DeapSECURE module 1: Introduction to HPC: Discussion

The Whole Truth

Several facts were simplified in the lesson episodes so as not to inundate learners with excessive level of details. This part is dedicating to spelling out the blunt facts, which can be painful for newcomers to realize.

Determining the Origin of Spam Emails

This is actually a very complicated question to answer. The short answer is: There are a lot of uncertainties in determining where exactly was a spam originated. Crooks have many ways to hide his true identity and location. The reason is that there is no way to fully ascertain the authenticity and veracity of every field in email’s header. For example, it is a well known fact that the From: line in an email can be easily forged. You can make your email appear from anyone you want to impersonate.

In a similar vein, the Received: lines can also be forged. For example, a hacker may add a few more carefully crafted Received: lines at the top of the spam sent from his controlled machine.
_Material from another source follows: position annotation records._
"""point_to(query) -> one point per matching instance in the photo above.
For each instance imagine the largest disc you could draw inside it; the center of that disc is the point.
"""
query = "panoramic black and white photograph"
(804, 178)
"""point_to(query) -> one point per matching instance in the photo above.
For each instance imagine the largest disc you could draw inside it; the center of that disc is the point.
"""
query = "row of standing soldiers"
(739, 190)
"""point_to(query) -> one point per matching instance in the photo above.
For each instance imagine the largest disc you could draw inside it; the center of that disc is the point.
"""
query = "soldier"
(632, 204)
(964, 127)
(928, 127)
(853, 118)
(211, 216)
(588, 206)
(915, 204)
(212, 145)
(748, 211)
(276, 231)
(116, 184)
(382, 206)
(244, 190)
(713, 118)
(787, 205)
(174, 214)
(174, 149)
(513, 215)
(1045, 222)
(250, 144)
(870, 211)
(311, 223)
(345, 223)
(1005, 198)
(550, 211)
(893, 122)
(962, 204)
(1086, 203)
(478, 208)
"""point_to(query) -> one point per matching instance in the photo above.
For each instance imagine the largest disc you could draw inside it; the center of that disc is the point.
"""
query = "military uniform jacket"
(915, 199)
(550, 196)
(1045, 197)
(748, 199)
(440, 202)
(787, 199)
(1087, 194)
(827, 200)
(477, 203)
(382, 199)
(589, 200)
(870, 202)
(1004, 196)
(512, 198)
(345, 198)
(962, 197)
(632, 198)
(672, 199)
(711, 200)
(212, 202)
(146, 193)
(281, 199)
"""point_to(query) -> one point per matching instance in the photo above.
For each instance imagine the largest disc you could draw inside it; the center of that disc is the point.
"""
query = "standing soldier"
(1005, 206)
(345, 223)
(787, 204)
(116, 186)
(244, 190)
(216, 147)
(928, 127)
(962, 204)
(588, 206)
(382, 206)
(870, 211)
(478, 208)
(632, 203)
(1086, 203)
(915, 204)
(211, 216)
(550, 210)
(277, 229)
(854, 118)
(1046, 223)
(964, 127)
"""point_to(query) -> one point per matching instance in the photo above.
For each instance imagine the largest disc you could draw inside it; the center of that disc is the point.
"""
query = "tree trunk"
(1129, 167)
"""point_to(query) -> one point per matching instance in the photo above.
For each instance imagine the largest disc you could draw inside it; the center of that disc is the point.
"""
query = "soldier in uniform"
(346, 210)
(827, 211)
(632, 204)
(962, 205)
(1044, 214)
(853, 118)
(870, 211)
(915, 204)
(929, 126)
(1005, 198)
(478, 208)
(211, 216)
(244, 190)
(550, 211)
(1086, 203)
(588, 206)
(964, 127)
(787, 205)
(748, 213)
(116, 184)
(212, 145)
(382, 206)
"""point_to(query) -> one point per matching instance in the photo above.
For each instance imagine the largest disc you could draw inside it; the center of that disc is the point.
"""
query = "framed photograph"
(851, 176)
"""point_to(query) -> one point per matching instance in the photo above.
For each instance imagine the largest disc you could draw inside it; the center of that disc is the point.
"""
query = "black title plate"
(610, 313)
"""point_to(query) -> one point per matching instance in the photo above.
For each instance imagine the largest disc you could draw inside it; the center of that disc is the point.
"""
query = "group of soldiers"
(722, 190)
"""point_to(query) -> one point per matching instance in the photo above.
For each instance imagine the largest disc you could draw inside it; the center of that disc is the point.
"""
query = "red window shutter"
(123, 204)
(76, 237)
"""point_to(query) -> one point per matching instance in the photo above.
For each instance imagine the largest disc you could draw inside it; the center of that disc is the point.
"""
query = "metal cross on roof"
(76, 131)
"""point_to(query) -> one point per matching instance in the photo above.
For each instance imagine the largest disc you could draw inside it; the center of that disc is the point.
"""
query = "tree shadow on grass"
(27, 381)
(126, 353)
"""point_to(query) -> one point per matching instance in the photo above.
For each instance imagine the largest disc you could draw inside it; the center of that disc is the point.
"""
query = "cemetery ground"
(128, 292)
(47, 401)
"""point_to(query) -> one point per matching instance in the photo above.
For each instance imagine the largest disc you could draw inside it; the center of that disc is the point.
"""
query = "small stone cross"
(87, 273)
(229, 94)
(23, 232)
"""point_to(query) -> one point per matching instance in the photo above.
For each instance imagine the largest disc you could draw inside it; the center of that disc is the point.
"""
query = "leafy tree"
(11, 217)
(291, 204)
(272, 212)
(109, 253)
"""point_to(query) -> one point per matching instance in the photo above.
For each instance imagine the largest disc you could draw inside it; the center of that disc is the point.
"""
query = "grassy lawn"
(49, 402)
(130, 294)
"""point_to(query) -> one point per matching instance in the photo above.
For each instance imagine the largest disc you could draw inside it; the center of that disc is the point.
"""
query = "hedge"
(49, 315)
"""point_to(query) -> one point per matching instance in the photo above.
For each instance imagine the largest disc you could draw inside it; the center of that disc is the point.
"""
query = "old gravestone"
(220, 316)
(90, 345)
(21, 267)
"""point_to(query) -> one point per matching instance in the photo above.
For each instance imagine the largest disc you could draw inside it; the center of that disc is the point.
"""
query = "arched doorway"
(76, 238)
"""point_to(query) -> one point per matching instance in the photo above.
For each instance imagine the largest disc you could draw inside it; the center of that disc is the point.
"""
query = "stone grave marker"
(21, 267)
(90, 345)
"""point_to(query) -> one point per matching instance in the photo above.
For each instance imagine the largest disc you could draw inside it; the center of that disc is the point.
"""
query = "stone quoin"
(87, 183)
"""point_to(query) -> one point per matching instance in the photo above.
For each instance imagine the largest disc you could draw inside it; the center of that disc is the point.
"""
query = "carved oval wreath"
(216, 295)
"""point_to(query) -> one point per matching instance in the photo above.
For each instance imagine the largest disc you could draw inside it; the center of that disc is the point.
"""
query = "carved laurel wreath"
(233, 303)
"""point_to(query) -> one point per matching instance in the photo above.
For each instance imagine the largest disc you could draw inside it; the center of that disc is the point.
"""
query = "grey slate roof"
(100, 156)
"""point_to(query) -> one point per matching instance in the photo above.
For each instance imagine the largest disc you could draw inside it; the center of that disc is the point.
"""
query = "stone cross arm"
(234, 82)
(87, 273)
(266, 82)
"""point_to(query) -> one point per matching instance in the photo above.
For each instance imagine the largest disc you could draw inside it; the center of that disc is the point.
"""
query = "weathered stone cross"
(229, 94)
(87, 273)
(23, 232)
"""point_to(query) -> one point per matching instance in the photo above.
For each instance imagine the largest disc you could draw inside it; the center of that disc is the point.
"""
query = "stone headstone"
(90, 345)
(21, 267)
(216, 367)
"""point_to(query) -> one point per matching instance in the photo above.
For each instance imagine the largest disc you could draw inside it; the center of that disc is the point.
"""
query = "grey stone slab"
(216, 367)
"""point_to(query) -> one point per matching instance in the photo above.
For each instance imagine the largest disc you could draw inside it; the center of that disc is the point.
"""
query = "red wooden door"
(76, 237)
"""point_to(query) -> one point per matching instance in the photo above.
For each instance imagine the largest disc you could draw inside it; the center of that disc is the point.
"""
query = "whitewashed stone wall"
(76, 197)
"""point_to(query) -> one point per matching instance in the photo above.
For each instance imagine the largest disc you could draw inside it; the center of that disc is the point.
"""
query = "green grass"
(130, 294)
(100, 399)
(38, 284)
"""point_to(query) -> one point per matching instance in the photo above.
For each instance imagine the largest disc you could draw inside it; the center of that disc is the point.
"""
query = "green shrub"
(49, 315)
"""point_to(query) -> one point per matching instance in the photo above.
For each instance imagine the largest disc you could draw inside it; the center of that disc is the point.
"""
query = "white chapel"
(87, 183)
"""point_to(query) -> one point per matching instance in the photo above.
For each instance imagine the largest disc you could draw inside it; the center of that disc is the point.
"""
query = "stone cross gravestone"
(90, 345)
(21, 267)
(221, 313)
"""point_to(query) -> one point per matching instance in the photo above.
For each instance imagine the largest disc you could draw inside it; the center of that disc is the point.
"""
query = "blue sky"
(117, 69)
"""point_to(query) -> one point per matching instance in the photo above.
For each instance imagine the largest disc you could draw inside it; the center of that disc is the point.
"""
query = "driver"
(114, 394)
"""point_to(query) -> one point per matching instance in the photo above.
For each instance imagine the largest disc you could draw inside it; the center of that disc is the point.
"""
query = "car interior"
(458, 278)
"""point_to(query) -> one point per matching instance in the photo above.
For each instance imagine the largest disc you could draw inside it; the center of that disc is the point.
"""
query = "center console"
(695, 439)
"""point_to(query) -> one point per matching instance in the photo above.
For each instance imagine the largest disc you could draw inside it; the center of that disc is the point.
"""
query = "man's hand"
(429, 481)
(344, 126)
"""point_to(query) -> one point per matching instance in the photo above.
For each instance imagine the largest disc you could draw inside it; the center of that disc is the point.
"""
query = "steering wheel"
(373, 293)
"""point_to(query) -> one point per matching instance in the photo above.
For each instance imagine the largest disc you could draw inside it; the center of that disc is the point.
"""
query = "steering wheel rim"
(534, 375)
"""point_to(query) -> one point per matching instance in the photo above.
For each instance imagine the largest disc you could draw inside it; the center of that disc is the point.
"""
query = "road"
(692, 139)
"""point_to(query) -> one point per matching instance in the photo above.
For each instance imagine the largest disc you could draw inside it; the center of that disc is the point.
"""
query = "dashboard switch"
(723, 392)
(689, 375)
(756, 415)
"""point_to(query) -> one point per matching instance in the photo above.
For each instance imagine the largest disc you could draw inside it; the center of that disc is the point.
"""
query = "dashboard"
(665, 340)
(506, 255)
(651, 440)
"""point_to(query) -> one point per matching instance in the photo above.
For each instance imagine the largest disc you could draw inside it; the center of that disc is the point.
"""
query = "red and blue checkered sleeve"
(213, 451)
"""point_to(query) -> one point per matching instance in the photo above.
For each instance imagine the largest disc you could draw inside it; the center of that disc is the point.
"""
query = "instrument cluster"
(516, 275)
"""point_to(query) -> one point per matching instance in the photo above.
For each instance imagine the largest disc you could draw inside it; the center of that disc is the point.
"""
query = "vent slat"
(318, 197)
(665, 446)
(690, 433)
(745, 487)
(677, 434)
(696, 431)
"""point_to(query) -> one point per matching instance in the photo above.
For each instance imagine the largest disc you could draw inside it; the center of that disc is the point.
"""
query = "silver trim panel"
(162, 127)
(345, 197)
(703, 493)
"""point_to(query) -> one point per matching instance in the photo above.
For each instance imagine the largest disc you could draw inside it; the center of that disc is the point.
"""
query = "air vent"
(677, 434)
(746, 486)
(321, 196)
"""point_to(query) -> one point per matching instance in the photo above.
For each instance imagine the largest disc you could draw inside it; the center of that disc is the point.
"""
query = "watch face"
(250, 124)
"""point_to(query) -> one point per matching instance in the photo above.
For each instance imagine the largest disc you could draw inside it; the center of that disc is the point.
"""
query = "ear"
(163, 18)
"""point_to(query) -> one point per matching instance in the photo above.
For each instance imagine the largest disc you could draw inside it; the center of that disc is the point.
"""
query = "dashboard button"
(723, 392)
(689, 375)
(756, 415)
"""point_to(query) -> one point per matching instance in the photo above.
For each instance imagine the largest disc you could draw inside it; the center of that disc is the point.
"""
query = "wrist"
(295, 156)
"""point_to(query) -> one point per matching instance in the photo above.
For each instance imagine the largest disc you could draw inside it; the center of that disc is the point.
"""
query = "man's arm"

Then who knows what country of origin would the hacker mislead you to believe?

Although there are standards on email headers in the Internet RFC documents (including a standard for the format of the From: header line), not all mail programs / servers follow them strictly. This creates difficulty in extracting the IP addresses.

The use of web-based mails such as Yahoo! Mail and Hotmail also presents additional complexity. With those emails, the first registered host in the oldest Received: line is most likely the mail server’s location (such as, United States in the case of Yahoo! Mail). The real sender could be doing this spamming from a compromised web mail account, and he could reside in (let’s say) Libya to send that email to a victim in the United States. As a result, the spam would appear to have originated from the U.S. Web mail providers have some custom (non-standard) headers such as X-Originating-IP which could be used to track down the IP address of the web browser that connects to the web mail’s server.

Tracking down the real hackers behind a spam operation can be extremely difficult. Hackers can also make one or more layers of shield for themselves by using compromised desktops or servers (“internet bots”) to run the web browser or mail program which are then used to send the spam, and using proxy servers. Forensic analysis into these internet bots would then be required, with varying degrees of lack. This is why it is not easy to track down cybercriminals, and even more so, to arrest and prosecute them.

Character Collating Order

In the discussion of sort, we simply mentioned that the character’s number representation is what used to determine the sort order of strings. Today, the use of local language support (“locale”) can mean that the numerical value of the number representation would not straightly translate to the ordering of the associated characters. For example, in Spanish locale, the ñ character would appear right after n, and before o. What does not change is this: There is a deterministic ordering of characters based on the collating order of the current locale. Please see this Wikipedia article for more information about collation order.